Iago deu entrada na unidade sem identificação e foi atendido inicialmente como desconhecido. Ele não resistiu à gravidade dos ferimentos e morreu às 1h07 da madrugada do dia 7 de setembro. Após a morte, o corpo foi encaminhado ao Instituto Médico-Legal (IML), onde a identificação foi realizada por meio das digitais. A mãe afirma que só descobriu a morte do filho no dia 8 e que não conseguiu fazer o reconhecimento pessoalmente, precisando identificar o corpo por meio de fotografia.
A ausência de respostas aumenta a angústia da família.
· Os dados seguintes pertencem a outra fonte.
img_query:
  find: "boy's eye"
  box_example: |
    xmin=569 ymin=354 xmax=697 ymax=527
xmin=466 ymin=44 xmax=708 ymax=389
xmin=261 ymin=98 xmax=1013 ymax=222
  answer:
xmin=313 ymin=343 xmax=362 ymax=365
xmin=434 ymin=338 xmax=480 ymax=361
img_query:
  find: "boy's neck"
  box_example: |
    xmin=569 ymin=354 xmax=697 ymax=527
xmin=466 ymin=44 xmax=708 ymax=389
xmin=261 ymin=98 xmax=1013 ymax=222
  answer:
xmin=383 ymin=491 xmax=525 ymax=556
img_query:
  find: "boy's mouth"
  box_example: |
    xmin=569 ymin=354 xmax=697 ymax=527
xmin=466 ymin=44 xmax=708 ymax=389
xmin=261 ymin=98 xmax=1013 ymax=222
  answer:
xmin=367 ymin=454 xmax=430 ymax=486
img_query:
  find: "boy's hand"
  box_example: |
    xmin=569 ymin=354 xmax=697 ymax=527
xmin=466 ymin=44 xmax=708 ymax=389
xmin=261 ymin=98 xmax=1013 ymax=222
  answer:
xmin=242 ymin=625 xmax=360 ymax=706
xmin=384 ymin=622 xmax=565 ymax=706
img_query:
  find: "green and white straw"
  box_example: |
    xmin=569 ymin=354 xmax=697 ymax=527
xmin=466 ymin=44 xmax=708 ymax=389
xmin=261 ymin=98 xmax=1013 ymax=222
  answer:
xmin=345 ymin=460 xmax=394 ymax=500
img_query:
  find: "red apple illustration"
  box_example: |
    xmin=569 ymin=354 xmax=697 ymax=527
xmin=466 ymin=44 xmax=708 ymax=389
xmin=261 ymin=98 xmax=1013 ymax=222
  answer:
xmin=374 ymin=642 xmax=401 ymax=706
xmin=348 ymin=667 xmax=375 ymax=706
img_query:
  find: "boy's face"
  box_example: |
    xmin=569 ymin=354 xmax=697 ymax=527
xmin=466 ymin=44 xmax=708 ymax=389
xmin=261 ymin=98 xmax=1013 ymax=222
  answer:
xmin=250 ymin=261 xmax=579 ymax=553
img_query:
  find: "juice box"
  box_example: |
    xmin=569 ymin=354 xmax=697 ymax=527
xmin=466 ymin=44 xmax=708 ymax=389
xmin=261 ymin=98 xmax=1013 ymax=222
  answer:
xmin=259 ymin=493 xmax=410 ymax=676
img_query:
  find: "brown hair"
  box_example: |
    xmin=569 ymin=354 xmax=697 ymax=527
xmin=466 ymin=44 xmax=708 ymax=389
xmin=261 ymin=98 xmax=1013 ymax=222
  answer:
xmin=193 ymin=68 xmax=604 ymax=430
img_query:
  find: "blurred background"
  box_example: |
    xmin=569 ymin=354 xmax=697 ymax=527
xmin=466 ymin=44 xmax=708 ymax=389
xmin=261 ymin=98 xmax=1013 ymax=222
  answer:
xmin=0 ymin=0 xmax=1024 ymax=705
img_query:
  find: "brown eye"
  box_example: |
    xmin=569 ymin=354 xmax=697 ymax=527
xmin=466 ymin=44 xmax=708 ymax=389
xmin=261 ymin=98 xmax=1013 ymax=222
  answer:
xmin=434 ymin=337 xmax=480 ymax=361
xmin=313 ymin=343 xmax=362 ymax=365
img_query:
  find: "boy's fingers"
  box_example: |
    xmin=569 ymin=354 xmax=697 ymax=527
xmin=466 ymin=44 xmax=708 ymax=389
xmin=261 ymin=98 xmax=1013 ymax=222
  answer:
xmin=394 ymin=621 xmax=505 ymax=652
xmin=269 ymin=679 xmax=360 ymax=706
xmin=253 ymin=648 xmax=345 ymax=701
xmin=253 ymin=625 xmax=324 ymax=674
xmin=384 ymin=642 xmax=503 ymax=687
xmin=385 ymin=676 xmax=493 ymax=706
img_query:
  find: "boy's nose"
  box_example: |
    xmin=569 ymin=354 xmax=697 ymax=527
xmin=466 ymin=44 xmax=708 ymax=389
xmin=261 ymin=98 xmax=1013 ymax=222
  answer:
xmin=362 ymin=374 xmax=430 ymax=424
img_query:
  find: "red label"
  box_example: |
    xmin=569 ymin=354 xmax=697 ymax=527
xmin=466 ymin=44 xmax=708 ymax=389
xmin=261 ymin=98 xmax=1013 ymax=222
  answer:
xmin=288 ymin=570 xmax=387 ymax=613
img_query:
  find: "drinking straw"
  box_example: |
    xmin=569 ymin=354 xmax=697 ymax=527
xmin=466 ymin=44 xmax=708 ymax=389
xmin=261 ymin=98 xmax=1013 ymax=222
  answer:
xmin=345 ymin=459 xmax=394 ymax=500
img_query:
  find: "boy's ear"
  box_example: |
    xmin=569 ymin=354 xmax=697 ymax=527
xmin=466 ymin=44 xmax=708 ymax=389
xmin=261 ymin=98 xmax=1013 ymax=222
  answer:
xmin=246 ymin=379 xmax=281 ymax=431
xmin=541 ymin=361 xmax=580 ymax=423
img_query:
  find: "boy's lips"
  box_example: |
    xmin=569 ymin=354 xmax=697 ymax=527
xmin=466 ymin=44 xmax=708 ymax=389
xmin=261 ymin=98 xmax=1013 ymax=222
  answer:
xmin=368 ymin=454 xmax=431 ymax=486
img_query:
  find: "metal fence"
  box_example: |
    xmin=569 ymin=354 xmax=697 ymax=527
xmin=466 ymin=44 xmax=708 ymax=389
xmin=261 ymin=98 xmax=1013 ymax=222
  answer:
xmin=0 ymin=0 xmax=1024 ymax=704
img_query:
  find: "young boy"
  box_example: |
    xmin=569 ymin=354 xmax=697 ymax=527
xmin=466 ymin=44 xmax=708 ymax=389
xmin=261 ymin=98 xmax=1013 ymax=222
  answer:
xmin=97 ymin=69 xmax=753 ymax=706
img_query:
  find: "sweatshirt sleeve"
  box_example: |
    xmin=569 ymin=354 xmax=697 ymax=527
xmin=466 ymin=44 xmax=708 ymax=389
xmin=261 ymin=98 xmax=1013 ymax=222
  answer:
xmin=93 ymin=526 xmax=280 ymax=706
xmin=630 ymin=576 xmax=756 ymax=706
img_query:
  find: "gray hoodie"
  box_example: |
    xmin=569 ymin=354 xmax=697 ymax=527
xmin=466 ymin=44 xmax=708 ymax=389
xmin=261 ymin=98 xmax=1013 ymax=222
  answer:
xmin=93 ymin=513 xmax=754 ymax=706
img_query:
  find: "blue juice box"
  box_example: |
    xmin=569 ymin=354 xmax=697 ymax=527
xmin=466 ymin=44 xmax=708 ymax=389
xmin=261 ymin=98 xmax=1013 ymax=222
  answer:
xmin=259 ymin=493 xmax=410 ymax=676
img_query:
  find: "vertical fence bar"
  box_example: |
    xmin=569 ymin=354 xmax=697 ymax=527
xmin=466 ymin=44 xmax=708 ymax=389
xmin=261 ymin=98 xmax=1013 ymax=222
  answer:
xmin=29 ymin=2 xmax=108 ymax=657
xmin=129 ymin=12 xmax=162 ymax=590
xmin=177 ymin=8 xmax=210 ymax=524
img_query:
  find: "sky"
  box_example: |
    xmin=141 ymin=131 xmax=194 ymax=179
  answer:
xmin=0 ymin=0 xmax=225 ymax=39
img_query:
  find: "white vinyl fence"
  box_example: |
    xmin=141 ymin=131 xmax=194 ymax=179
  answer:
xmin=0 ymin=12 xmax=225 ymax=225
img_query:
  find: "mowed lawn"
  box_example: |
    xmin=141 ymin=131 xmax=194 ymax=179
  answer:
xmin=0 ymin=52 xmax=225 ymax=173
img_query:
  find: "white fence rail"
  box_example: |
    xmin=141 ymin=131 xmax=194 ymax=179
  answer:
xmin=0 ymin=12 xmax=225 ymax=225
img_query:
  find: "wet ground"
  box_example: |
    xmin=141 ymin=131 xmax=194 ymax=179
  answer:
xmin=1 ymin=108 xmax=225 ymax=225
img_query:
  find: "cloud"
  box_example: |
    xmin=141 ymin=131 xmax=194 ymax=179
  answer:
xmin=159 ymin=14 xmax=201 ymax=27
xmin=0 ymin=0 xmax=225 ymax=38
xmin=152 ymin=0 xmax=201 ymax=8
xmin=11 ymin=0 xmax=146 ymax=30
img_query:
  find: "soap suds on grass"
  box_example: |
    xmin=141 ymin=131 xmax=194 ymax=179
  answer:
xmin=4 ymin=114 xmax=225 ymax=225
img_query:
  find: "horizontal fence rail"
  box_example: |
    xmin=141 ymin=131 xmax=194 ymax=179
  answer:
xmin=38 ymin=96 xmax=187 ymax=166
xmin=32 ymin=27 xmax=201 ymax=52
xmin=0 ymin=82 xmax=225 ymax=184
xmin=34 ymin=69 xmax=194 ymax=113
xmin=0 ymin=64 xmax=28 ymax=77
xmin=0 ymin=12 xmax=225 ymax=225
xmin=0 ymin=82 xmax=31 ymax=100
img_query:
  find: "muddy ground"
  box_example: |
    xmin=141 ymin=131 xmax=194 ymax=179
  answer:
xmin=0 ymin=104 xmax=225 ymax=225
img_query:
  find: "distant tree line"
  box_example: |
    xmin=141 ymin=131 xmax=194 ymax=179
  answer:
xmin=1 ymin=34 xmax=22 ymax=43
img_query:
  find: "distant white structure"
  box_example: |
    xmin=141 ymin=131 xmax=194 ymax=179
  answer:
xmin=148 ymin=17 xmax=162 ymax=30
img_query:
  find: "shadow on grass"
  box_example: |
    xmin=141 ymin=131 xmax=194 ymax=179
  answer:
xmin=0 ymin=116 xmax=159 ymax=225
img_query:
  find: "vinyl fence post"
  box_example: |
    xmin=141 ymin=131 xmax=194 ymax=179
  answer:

A mãe relata a tortura de não saber o que de fato aconteceu com o rapaz, que era descrito como pacífico e não agressivo. Os familiares questionam a falta de um registro de ocorrência imediato que esclarecesse as circunstâncias em que Iago foi encontrado e o que ocorreu entre a agressão e a chegada à unidade de saúde. A Delegacia Especializada em Homicídios e Sequestros (DEHS) já assumiu a investigação para reconstruir os últimos momentos do jovem e identificar a autoria e a motivação do crime.
Tatiana aguarda a liberação dos documentos da perícia pelo IML para entender oficialmente a causa da morte e a extensão das lesões sofridas. Emocionada, ela agradece aos profissionais do SAMU e do SPA pela assistência prestada à família e faz um apelo veemente para que moradores e comerciantes da área disponibilizem imagens de câmeras de segurança.